Quantitatively Identifying the Roles of Interfacial Water and Solid Surface in Governing Peptide Adsorption.

Understanding the molecular mechanism of protein adsorption on solids is critical to their applications in materials synthesis and tissue engineering. Although the water phase at the surface/water interface has been recognized as three types: bulk water, intermediate water phase and surface-bound water layers, the roles of the water and surface in determining the protein adsorption are not clearly identified, particularly at the quantitative level. Herein, we provide a methodology involving the combination of microsecond strengthen sampling simulation and force integration to quantitatively characterize the water-induced contribution and the peptide-surface interactions into the adsorption free energy. Using hydroxyapatite and graphene surfaces as examples, we demonstrate how the distinct interfacial features dominate the delicate force balance between these two thermodynamics parameters, leading to surface preference/resistance to peptide adsorption. Specifically, the water layer provides sustained repelling force against peptide adsorption, as indicated by a monotonic increase in the water-induced free energy profile, whereas the contribution from the surface-peptide interactions is thermodynamically favorable to peptide adsorptions.

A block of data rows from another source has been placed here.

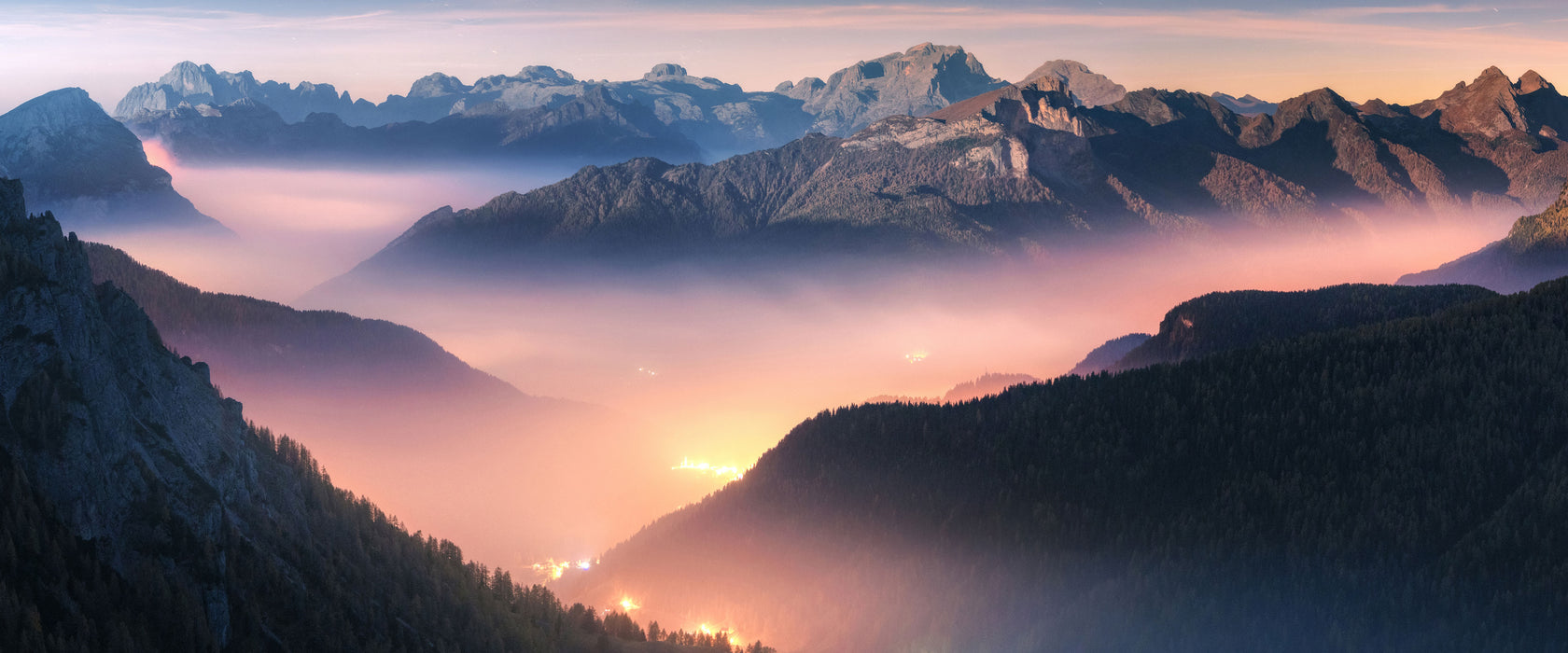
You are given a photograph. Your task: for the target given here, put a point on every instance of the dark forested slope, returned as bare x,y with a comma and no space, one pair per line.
1388,487
1533,251
1219,321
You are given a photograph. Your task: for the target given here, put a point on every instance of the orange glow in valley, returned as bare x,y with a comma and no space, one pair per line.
730,472
553,570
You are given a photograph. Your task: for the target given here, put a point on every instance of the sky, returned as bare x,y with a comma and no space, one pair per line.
1397,50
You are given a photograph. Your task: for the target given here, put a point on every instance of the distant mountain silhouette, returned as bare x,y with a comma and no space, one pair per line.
985,385
1085,87
1233,320
408,422
204,115
1533,251
90,170
1012,173
583,129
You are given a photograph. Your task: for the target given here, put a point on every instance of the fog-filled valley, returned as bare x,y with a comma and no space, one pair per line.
707,365
903,357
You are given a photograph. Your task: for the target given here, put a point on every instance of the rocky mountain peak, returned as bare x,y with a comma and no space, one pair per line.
1245,105
1087,87
662,71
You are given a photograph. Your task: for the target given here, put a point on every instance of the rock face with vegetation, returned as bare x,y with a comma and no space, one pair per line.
145,514
1533,251
1016,173
90,170
1235,320
1106,355
204,115
1386,486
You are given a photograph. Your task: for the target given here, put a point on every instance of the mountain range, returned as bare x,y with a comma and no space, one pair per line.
1026,170
90,170
1533,251
204,115
145,512
1314,486
406,422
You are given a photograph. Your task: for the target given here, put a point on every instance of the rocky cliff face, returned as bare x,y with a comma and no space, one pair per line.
585,129
104,417
88,168
190,83
717,118
1010,173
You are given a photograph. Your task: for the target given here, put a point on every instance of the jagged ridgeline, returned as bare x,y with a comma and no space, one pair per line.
1535,249
145,514
1360,484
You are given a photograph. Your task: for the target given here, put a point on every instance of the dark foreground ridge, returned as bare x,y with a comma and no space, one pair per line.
1394,486
145,514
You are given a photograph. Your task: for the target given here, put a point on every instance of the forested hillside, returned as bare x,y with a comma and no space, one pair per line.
1219,321
1397,486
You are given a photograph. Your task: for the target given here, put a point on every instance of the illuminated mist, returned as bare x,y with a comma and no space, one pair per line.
700,375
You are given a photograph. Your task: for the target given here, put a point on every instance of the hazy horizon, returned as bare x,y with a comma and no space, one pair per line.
1401,52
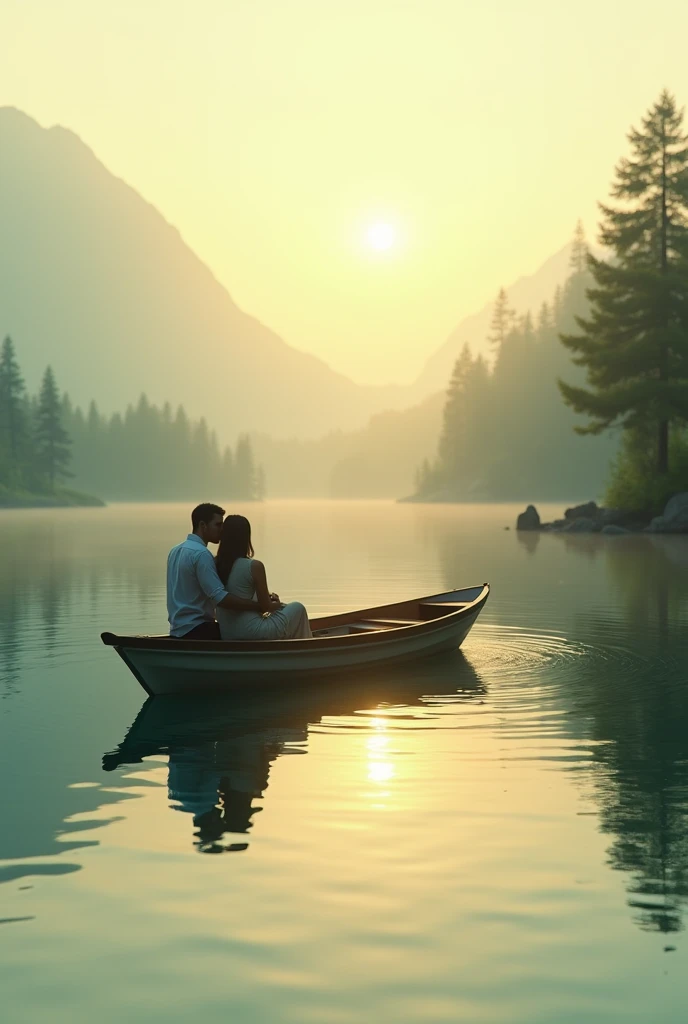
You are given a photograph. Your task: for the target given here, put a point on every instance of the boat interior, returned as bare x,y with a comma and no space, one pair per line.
391,616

More importantly, the revealed adsorption mechanism is critically dictated by the distribution of water phase, which plays a crucial role in establishing the force balance between the interactions of the peptide with the water layer and the surface. For the HAP surface, the charged peptide exhibits strong binding affinity to the surface, due to the controlling contribution of peptide-surface interaction in the intermediate water phase. The surface-bound water layers are observed as the origin of bioresistance of solid surfaces toward the adsorption of charge-neutral peptides. The preferred peptide adsorption on the graphene, however, is dominated by the surface-induced component at the water layers adjacent to the surface. Our results further elucidate that the intermediate water phase significantly shortens the effective range of the surface dispersion force, in contrast to the observation on the hydrophilic surface.